National road pricing schemes to get £10m

Transport secretary announces plans for GPS-based system

The government is to spend £10m investigating potential schemes for GPS-based national road pricing, new Transport Secretary Douglas Alexander announced last week.

Developing the system is a ‘personal priority’, the minister said in his first speech since taking over from Alistair Darling following the Cabinet reshuffle.

Speaking in York at the launch of bus company First’s Futurebus service, which uses satellite technology to provide real-time information at bus stops, Alexander said his aim is ‘to advance the debate about a national system of road pricing in this country, moving the debate from “why” to “how” we might make a national system work in practice’.

Growing prosperity is causing more travel and worsening congestion in major towns and cities and parts of the road network, he says. Road improvements and sustained investment in public transport will help, but a more radical approach is needed.

‘We need to explore the scope for developing a national system of road pricing,’ said Alexander.
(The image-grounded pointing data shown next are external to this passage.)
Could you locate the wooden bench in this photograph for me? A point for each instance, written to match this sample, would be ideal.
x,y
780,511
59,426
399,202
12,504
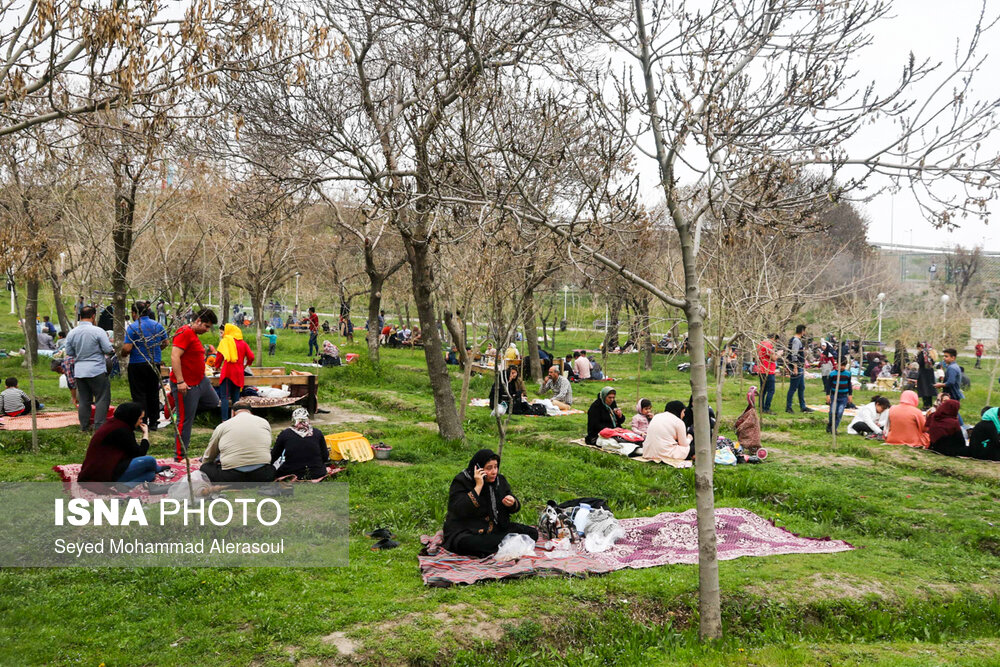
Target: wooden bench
x,y
304,386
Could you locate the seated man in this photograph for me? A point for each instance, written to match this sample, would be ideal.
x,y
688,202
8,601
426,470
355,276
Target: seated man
x,y
240,449
562,390
13,401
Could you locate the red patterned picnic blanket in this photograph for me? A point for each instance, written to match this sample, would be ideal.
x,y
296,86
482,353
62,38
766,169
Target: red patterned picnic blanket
x,y
71,471
46,420
667,538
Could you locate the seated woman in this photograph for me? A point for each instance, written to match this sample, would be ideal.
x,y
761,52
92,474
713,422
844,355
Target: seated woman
x,y
667,437
603,413
301,449
945,431
480,504
984,439
871,417
511,391
113,454
906,423
330,355
643,413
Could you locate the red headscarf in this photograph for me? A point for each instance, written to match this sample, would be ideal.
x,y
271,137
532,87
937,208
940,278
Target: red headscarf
x,y
944,421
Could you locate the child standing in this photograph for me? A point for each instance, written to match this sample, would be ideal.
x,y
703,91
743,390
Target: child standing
x,y
272,341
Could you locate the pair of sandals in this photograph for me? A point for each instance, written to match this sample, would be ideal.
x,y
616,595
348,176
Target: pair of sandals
x,y
384,537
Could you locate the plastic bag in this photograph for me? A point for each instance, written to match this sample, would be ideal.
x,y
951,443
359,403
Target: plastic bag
x,y
514,546
603,530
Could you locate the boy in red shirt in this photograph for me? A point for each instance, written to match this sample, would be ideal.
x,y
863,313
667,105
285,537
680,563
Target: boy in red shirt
x,y
191,389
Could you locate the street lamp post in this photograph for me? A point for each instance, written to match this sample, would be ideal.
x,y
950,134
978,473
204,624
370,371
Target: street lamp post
x,y
944,318
881,306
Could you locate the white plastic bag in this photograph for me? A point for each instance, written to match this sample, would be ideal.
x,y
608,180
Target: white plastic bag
x,y
514,546
200,484
603,530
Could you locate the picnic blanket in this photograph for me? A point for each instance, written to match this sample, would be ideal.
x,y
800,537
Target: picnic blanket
x,y
485,403
664,539
673,463
46,420
71,471
825,409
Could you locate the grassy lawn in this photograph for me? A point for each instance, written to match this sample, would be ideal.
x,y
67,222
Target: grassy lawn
x,y
921,589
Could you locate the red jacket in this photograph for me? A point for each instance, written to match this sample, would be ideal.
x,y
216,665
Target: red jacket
x,y
233,370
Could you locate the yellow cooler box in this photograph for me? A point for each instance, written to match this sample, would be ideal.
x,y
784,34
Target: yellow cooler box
x,y
350,446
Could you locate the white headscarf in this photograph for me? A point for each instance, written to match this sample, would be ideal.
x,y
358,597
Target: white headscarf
x,y
300,422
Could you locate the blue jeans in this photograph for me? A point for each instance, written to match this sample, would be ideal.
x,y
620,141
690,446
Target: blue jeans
x,y
766,391
228,393
837,406
796,383
140,469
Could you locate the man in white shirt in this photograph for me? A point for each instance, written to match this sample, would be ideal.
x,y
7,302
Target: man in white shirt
x,y
581,364
240,449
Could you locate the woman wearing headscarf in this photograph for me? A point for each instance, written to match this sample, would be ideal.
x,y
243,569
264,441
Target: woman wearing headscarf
x,y
925,375
232,357
113,455
945,431
906,423
603,413
643,413
330,356
480,504
300,449
667,438
984,439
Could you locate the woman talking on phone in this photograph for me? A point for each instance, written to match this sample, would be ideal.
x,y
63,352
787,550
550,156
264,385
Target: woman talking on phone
x,y
480,504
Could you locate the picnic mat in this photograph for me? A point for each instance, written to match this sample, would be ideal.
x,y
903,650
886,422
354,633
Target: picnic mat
x,y
46,420
672,463
71,471
485,403
664,539
825,409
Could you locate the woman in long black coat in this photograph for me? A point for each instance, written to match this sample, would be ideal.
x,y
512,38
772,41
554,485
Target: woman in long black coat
x,y
925,376
480,504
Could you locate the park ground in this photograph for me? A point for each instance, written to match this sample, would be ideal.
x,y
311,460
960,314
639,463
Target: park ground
x,y
923,587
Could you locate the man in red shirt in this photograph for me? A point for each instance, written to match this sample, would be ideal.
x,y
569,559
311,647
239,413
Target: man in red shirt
x,y
313,330
767,366
188,385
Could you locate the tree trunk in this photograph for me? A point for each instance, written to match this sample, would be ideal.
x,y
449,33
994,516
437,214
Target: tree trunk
x,y
30,333
56,280
422,280
224,301
257,303
374,305
122,237
30,324
534,370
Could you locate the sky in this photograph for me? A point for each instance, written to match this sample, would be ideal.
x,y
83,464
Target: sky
x,y
931,29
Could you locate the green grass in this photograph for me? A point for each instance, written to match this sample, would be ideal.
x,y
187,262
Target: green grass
x,y
922,589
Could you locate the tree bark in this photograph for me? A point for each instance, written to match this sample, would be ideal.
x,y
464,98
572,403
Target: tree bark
x,y
122,237
56,280
449,426
534,370
376,281
30,323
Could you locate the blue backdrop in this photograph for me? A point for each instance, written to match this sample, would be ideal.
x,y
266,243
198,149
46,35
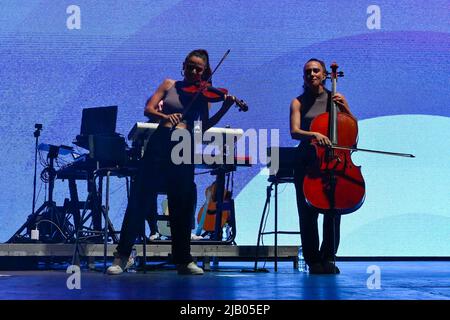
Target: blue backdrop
x,y
57,58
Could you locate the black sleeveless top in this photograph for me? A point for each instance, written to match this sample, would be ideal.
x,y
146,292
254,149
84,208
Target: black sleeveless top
x,y
312,106
176,101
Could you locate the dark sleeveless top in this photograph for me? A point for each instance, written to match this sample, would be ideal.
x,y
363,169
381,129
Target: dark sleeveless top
x,y
176,101
312,106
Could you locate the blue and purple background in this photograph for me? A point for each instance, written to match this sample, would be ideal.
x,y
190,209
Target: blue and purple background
x,y
396,81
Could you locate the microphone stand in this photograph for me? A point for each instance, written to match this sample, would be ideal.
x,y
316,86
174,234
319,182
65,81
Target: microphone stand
x,y
37,133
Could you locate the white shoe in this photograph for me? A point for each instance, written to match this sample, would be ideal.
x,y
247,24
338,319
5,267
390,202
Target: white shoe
x,y
155,236
120,264
190,268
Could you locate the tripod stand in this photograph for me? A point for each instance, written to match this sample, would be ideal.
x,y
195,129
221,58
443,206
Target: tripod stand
x,y
56,227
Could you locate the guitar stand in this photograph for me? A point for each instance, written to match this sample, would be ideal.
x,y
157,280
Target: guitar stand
x,y
48,212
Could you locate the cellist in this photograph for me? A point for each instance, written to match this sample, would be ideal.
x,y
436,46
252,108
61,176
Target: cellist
x,y
316,99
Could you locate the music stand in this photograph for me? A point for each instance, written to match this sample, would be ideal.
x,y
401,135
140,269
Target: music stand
x,y
110,154
286,157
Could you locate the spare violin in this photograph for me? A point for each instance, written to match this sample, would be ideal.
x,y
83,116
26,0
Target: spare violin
x,y
212,94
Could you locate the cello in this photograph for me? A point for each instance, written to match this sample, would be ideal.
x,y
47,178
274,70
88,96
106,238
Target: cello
x,y
333,184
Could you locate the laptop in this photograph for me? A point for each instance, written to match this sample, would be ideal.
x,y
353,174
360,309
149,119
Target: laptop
x,y
96,121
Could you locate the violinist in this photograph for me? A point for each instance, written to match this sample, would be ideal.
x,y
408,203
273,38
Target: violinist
x,y
180,111
316,99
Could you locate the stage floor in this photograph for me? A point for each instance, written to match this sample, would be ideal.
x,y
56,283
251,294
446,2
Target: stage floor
x,y
405,280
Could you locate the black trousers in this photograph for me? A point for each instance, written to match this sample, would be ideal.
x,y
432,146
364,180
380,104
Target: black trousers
x,y
158,173
308,217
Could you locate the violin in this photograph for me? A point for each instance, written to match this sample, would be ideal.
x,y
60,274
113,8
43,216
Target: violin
x,y
333,184
206,217
212,94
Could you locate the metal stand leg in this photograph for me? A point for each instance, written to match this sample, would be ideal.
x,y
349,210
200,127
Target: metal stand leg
x,y
260,233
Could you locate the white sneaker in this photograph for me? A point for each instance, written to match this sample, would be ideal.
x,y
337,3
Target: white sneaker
x,y
120,264
155,236
190,268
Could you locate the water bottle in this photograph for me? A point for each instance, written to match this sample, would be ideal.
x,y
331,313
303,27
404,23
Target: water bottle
x,y
301,260
132,267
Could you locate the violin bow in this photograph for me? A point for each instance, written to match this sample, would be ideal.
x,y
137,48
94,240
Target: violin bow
x,y
407,155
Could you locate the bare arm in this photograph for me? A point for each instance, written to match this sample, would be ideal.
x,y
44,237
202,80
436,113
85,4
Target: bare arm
x,y
295,124
151,109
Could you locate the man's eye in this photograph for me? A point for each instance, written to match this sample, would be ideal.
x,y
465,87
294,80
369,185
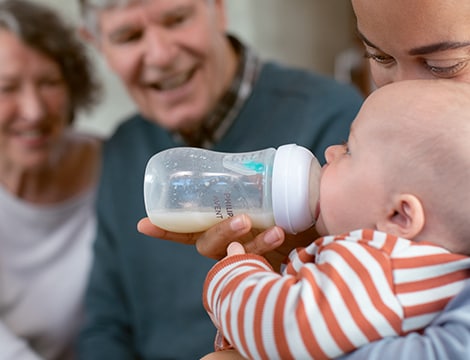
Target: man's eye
x,y
175,20
379,58
126,37
447,71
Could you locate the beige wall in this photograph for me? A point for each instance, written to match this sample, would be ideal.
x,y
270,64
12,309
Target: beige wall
x,y
304,33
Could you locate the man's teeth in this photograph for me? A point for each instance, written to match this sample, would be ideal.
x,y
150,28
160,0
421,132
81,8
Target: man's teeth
x,y
173,82
31,134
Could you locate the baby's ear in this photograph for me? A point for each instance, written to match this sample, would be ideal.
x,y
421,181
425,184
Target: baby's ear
x,y
405,219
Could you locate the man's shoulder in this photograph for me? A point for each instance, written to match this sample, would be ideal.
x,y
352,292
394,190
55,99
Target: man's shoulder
x,y
285,78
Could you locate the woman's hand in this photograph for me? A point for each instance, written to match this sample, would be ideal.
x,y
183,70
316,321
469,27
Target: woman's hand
x,y
273,243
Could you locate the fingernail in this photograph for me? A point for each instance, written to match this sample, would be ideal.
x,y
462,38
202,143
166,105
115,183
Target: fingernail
x,y
272,236
237,223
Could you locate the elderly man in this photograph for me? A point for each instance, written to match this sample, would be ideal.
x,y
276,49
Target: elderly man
x,y
194,85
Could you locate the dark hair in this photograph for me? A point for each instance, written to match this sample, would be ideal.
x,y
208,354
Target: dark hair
x,y
44,30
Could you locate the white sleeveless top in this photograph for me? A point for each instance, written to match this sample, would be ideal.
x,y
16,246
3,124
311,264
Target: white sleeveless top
x,y
45,255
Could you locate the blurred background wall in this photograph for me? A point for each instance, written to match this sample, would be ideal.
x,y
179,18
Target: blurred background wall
x,y
311,34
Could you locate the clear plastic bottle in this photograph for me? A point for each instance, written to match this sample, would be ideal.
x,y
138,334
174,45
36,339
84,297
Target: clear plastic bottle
x,y
190,189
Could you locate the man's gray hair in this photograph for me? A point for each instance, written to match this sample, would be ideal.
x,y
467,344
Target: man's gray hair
x,y
90,8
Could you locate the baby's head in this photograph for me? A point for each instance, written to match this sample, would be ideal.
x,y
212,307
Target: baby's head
x,y
406,167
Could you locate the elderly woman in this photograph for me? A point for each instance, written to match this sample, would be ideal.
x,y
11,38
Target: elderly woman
x,y
48,177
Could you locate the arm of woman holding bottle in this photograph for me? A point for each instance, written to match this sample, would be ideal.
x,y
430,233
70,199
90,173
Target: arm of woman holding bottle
x,y
448,337
273,243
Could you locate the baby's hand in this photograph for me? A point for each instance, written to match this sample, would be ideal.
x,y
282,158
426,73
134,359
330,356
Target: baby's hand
x,y
235,248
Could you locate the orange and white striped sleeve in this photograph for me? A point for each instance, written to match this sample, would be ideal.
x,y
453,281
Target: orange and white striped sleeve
x,y
335,295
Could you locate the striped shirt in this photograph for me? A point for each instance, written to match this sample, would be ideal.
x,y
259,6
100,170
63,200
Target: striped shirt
x,y
337,294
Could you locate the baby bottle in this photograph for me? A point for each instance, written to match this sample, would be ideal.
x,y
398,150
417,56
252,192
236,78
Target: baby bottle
x,y
190,189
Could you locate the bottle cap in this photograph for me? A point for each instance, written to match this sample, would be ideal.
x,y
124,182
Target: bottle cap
x,y
291,192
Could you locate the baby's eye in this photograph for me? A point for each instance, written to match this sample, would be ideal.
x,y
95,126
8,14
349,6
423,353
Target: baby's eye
x,y
381,59
446,71
346,148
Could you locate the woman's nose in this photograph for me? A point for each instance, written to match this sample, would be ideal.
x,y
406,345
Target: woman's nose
x,y
32,106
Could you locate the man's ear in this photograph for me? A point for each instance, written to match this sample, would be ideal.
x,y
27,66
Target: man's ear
x,y
405,219
87,36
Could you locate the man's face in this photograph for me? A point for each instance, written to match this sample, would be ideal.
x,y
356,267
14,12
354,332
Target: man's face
x,y
172,56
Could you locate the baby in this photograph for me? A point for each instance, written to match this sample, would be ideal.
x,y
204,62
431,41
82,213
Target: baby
x,y
396,197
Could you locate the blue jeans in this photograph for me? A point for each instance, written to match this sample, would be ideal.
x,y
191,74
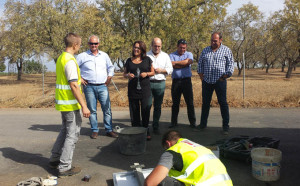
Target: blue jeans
x,y
64,145
182,86
92,94
207,90
157,90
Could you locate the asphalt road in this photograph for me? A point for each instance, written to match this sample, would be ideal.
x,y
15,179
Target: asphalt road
x,y
27,136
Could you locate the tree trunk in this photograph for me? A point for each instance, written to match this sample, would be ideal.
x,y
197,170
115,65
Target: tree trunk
x,y
240,68
267,68
19,68
289,72
282,67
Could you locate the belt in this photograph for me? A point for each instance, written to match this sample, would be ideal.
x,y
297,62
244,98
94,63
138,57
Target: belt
x,y
95,84
181,79
156,81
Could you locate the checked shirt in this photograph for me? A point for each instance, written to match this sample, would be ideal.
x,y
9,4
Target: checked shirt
x,y
214,65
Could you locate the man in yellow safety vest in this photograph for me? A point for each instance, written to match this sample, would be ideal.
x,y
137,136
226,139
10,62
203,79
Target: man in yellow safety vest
x,y
187,164
69,101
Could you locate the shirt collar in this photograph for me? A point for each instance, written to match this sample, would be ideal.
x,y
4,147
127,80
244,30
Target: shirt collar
x,y
221,46
178,53
90,52
151,53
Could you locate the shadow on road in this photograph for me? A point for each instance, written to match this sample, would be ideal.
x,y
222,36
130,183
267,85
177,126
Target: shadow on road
x,y
27,158
288,138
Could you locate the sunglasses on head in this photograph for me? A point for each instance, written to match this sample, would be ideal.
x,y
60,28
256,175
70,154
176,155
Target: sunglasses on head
x,y
93,43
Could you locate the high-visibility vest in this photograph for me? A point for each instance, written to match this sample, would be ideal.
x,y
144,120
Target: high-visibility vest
x,y
64,98
200,166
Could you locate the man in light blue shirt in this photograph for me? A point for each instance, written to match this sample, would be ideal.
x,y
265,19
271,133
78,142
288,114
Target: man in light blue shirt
x,y
96,73
162,66
215,65
182,83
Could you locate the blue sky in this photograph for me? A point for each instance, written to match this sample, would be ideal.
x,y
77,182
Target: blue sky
x,y
265,6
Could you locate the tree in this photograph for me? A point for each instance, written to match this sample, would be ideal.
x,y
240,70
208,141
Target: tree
x,y
291,18
241,28
169,20
2,66
34,67
17,34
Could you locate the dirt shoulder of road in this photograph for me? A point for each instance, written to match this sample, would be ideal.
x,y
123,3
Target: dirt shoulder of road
x,y
262,90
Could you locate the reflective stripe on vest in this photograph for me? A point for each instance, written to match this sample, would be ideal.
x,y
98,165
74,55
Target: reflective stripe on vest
x,y
215,179
195,165
66,102
63,87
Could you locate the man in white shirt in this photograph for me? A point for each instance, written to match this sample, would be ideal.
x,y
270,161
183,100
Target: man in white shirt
x,y
96,73
162,66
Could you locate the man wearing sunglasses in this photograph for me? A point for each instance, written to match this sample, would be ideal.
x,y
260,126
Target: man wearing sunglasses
x,y
182,83
96,72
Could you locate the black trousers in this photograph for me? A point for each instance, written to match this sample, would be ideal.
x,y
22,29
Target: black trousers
x,y
182,86
169,181
207,90
138,107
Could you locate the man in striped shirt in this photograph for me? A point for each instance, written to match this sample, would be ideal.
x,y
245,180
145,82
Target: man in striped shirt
x,y
215,65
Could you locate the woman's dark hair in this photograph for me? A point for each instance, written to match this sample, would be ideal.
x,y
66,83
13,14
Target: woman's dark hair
x,y
142,48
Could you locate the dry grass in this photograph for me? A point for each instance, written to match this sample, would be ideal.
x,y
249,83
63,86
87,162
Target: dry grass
x,y
261,90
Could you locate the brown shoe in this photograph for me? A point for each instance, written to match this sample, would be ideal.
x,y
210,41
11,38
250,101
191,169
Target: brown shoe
x,y
94,135
71,172
112,134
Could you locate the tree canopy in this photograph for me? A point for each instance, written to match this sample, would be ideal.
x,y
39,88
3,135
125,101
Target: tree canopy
x,y
29,29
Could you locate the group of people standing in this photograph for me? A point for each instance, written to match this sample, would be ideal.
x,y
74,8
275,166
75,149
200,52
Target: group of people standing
x,y
146,73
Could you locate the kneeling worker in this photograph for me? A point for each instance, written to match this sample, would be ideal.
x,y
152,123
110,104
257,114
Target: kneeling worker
x,y
188,164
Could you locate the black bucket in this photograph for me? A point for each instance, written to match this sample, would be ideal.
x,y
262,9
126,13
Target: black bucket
x,y
132,140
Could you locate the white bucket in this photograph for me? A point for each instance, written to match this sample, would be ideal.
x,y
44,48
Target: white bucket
x,y
266,164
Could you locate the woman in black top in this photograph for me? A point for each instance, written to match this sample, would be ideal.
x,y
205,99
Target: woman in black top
x,y
138,69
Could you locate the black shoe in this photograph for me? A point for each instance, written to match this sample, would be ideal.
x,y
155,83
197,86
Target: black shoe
x,y
54,164
173,126
71,172
148,138
199,128
156,131
193,126
225,132
112,134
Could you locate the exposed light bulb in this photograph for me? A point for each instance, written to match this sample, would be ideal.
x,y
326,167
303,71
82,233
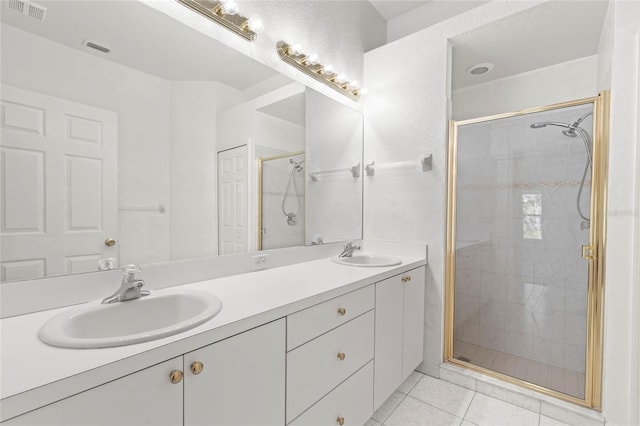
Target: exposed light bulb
x,y
229,7
255,24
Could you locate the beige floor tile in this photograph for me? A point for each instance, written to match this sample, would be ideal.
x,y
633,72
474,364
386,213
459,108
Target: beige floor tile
x,y
412,412
446,396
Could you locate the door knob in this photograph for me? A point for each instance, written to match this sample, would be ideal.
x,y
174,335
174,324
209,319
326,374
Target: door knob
x,y
175,376
197,367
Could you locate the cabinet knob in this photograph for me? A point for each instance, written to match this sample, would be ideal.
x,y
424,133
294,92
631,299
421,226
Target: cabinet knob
x,y
197,367
176,376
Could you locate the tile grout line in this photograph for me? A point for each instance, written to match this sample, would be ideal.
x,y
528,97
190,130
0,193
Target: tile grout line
x,y
469,406
394,409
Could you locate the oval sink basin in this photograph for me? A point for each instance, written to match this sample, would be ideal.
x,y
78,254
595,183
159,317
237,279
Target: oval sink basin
x,y
97,325
368,260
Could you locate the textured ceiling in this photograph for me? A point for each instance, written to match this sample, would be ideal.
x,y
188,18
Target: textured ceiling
x,y
144,39
390,9
548,34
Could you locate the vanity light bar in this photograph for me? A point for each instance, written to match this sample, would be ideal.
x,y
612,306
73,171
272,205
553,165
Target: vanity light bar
x,y
223,13
309,65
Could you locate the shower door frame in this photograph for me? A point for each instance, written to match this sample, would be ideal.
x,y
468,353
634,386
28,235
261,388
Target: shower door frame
x,y
260,161
594,252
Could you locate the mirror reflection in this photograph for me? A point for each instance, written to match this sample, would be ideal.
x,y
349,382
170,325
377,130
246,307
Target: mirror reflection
x,y
126,143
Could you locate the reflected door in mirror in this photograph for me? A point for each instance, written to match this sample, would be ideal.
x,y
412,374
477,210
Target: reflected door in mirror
x,y
233,226
59,180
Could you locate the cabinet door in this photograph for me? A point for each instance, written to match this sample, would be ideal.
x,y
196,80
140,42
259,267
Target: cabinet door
x,y
242,381
388,338
413,341
144,398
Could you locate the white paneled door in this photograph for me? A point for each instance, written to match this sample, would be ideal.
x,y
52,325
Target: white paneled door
x,y
58,185
233,226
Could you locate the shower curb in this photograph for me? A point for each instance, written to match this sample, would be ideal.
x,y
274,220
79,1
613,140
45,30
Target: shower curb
x,y
530,400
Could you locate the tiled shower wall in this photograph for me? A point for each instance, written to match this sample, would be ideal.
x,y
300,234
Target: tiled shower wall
x,y
521,283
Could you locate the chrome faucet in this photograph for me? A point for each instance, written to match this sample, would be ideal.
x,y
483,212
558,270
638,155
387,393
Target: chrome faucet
x,y
130,288
349,248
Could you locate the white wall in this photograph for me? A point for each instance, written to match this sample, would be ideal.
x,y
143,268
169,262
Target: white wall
x,y
540,87
426,15
407,111
622,297
338,31
406,115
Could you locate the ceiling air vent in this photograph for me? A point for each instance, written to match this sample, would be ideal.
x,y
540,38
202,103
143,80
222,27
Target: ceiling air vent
x,y
27,8
99,47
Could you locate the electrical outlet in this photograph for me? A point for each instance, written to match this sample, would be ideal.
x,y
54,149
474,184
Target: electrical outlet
x,y
260,261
This requires ‘a good look at technology to see how emerging technology could be used for road pricing,’ he said. Potential areas of interest include traffic and navigation services.

Potential suppliers will soon be invited to participate in a series of demonstration projects over the next three to four years to tackle difficult design issues.

Plans for a £200m Transport Innovation Fund to support local authority schemes will continue, to produce a major road pricing pilot within four years.

But Conservative transport spokesman Chris Grayling says it will be a decade before any system can be introduced.